Because we do want the body of the letter to be filled, we must turn filling back on with the .fi (fill) request:

                                                      April 1, 1987

.nf

Mr. John Fust

Vice President, Research and Development

Gutenberg Galaxy Software

Waltham, Massachusetts 02159

.fi

Dear Mr. Fust:

Fig. 4-2. A Raw nroff-formatted File

If you look carefully at the previous example, you will probably notice that we entered the two formatting requests on blank lines in the letter. If we were to format the letter now, here is what we’d get:

April 1, 1987 Mr. John Fust Vice President, Research and Development Gutenberg Galaxy Software Waltham, Massachusetts 02159 Dear Mr. Fust:

As you may notice, we’ve lost the blank lines that used to separate the date from the address block, and the address block from the salutation. Lines containing formatting requests do not result in any space being output (unless they are spacing requests), so you should be sure not to inadvertently replace blank lines when entering formatting codes.

▪ Controlling Justification ▪

Justification can be controlled separately from filling by the .ad (adjust) request. (However, filling must be on for justification to work at all.) You can adjust text at either margin or at both margins.

Unlike the .br and .nf requests introduced, .ad takes an argument, which specifies the type of justification you want:

`l`	adjust left margin only
`r`	adjust right margin only
`b`	adjust both margins
`C`	center filled line between margins

There is another related request, .na (no adjust). Because the text entered in a file is usually left justified to begin with, turning justification off entirely with .na produces similar results to .ad l in most cases.

However, there is an important difference. Normally, if no argument is given to the .ad request, both margins will be adjusted. That is, .ad is the same as .ad b. However, following an .na request, .ad reverts to the value last specified. That is, the sequence:

.ad r
Some text
.ad l
Some text
.ad
Some tex

will adjust both margins in the third block of text. However, the sequence:

.ad r
Some text
.na
Some text
.ad
Some text

will adjust only the right margin in the third block of text.

It’s easy to see where you would use .ad b or .ad l. Let’s suppose that you would like a ragged margin for the body of your letter, to make it look more like it was prepared on a typewriter. Simply follow the .fi request we entered previously with .ad l.

Right-only justification may seem a little harder to find a use for. Occasionally, you’ve probably seen ragged-left copy in advertising, but that’s about it. However, if you think for a moment, you’ll realize that it is also a good way to get a single line over to the right margin.

For example, in our sample letter, instead of typing all those leading spaces before the date (and having it fail to come out flush with the margin anyway), we could enter the lines:

.ad r

April 1, 1987

.ad b

As it turns out, this construct won’t quite work. If you remember, when filling is enabled, nroff and troff collect input in a one-line buffer and only output the saved text when the line has been filled. There are some non-obvious consequences of this that will ripple all through your use of nroff and troff. If you issue a request that temporarily sets a formatting condition, then reset it before the line is output, your original setting may have no effect. The result will be controlled by the request that is in effect at the time the line is output, not at the time that it is first collected in the line buffer.

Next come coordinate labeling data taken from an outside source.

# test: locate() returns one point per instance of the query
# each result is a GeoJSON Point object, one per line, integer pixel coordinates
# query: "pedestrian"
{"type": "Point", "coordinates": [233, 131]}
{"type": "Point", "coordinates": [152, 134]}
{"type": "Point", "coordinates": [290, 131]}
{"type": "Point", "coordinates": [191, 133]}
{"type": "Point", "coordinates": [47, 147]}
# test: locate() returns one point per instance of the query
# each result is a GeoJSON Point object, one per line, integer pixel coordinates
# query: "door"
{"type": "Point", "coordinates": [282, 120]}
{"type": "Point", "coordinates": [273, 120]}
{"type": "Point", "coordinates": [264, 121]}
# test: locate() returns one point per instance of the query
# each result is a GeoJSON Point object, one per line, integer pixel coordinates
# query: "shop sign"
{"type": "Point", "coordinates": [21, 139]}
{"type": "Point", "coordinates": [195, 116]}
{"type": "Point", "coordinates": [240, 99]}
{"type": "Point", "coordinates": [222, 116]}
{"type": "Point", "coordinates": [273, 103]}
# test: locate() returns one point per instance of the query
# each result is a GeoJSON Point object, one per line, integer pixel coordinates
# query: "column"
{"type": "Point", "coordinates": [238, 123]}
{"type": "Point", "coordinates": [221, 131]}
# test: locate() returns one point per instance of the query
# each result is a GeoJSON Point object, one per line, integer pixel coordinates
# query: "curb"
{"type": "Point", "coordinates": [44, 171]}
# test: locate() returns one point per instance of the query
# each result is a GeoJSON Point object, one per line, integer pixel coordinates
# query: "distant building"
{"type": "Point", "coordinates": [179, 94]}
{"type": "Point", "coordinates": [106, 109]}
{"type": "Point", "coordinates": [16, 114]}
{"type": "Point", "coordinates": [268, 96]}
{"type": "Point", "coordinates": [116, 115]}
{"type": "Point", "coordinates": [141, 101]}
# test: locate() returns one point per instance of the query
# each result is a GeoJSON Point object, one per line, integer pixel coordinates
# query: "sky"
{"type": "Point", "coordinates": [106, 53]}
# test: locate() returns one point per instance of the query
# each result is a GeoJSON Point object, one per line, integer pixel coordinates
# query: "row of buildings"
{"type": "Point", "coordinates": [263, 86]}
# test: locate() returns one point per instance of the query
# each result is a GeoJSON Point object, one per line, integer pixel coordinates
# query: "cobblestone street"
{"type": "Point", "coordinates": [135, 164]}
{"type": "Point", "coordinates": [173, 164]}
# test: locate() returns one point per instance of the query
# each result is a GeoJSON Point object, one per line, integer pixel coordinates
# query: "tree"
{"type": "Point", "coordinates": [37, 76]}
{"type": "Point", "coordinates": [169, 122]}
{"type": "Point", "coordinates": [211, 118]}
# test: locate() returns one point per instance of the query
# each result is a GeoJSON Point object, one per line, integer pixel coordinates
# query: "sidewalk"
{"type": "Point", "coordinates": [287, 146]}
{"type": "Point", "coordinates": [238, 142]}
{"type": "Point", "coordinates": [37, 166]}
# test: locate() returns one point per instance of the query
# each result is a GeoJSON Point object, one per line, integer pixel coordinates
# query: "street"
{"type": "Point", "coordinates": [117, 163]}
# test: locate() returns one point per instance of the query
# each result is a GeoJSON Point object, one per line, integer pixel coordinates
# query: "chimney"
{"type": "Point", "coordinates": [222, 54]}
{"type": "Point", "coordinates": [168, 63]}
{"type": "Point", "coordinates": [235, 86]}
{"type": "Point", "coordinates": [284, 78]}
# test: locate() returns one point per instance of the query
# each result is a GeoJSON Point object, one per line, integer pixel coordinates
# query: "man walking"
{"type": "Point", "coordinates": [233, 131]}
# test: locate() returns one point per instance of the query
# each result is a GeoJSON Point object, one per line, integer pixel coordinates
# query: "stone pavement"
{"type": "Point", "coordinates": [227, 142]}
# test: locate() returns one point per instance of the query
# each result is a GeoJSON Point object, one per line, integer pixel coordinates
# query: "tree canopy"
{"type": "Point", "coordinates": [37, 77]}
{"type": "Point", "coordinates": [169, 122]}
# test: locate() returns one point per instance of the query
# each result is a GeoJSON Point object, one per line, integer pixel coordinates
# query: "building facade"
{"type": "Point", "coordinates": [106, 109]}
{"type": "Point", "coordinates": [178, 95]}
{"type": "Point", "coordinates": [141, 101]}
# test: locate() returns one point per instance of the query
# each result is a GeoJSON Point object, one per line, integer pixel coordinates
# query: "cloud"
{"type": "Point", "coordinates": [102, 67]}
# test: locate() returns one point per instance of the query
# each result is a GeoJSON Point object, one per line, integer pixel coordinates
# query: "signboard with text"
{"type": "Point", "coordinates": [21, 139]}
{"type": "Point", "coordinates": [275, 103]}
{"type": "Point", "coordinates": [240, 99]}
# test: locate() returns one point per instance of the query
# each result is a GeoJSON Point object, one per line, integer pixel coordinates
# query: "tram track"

Certain requests cause implicit line breaks (the equivalent of carriage returns on a typewriter) in the output, but others do not. The .ad request does not cause a break.

Therefore, a construction like:

.ad r

April 1, 1987

.ad b

Mr. John Fust

will result in the following output:

April 1, 1987 Mr. John Fust

and not:

April 1, 1987 Mr. John Fust

To make sure that you get the desired result from a temporary setting like this, be sure to follow the line to be affected with a condition that will cause a break.* For instance, in the previous example, you would probably follow the date with a blank line or an .sp request, either of which will normally cause a break. If you don’t, you should put in an explicit break, as follows:

.ad r

April 1, 1987

.br

.ad b

Mr. John Fust

A final point about justification: the formatter adjusts a line by widening the blank space between words. If you do not want the space between two words adjusted or split across output lines, precede the space with a backslash. This is called an unpaddable space.

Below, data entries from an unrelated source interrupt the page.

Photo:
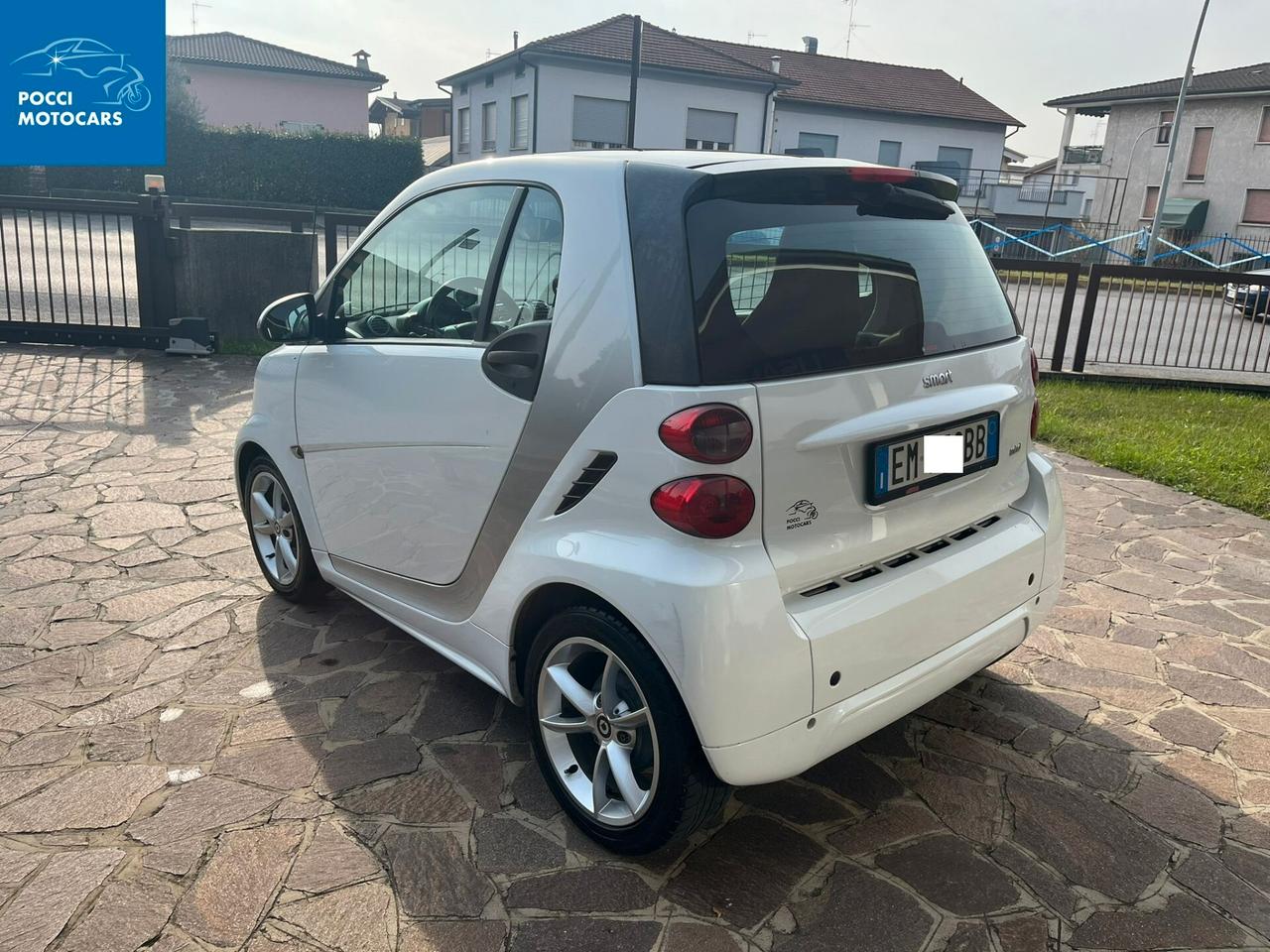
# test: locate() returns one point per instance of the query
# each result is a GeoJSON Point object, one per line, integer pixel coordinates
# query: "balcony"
{"type": "Point", "coordinates": [1082, 155]}
{"type": "Point", "coordinates": [991, 191]}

There are many obscure applications for unpaddable spaces; we will mention them as appropriate. Here’s a simple one that may come in handy: nroff and troff normally add two blank spaces after a period, question mark, or exclamation point. The formatter can’t distinguish between the end of a sentence and an abbreviation, so if you find the extra spacing unaesthetic, you might follow an abbreviation like Mr. with an unpaddable space: Mr.\ John Fust.

▪ Hyphenation ▪

As pointed out previously, hyphenation is closely related to filling and justification, in that it gives nroff and troff some additional power to produce filled and justified lines without large gaps.

The nroff and troff programs perform hyphenation according to a general set of rules. Occasionally, you need to control the hyphenation of particular words. You can specify either that a word not be hyphenated or that it be hyphenated in a certain way. You can also turn hyphenation off entirely.

Specifying Hyphenation for Individual Words

There are two ways to specify that a word be hyphenated a specific way: with the .hw request and with the special hyphenation indicator \%.

The .hw (hyphenate word) request allows you to specify a small list of words that should be hyphenated a specific way. The space available for the word list is small (about 128 characters), so you should use this request only for words you use frequently, and that nroff and troff hyphenate badly.

To use .hw, simply specify the word or words that constitute the exception list, typing a hyphen at the point or points in the word where you would like it to be hyphenated:

.hw hy-phen-a-tion

You can specify multiple words with one .hw request, or you can issue multiple .hw requests as you need them.

However, if it is just a matter of making sure that a particular instance of a word is hyphenated the way you want, you can use the hyphenation indication character sequence \%. As you type the word in your text, simply type the two characters \% at each acceptable hyphenation point, or at the front of the word if you don’t want the word to be hyphenated at all:

`\%acknowledge`	the word acknowledge will not be hyphenated
`ac\%know\%ledge`	the word acknowledge can be hyphenated only at the specified points

This character sequence is the first instance we have seen of a formatting request that does not consist of a request name following a period in column one. We will see many more of these later. This sequence is embedded right in the text but does not print out.

In general, nroff and troff do a reasonable job with hyphenation. You will need to set specific hyphenation points only in rare instances. In genera1, you shouldn’t even worry about hyphenation points, unless you notice a bad break. Then use either .hw or \% to correct it.

The UNIX hyphen command can be used to print out all of the hyphenation points in a file formatted with nroff or troff -a.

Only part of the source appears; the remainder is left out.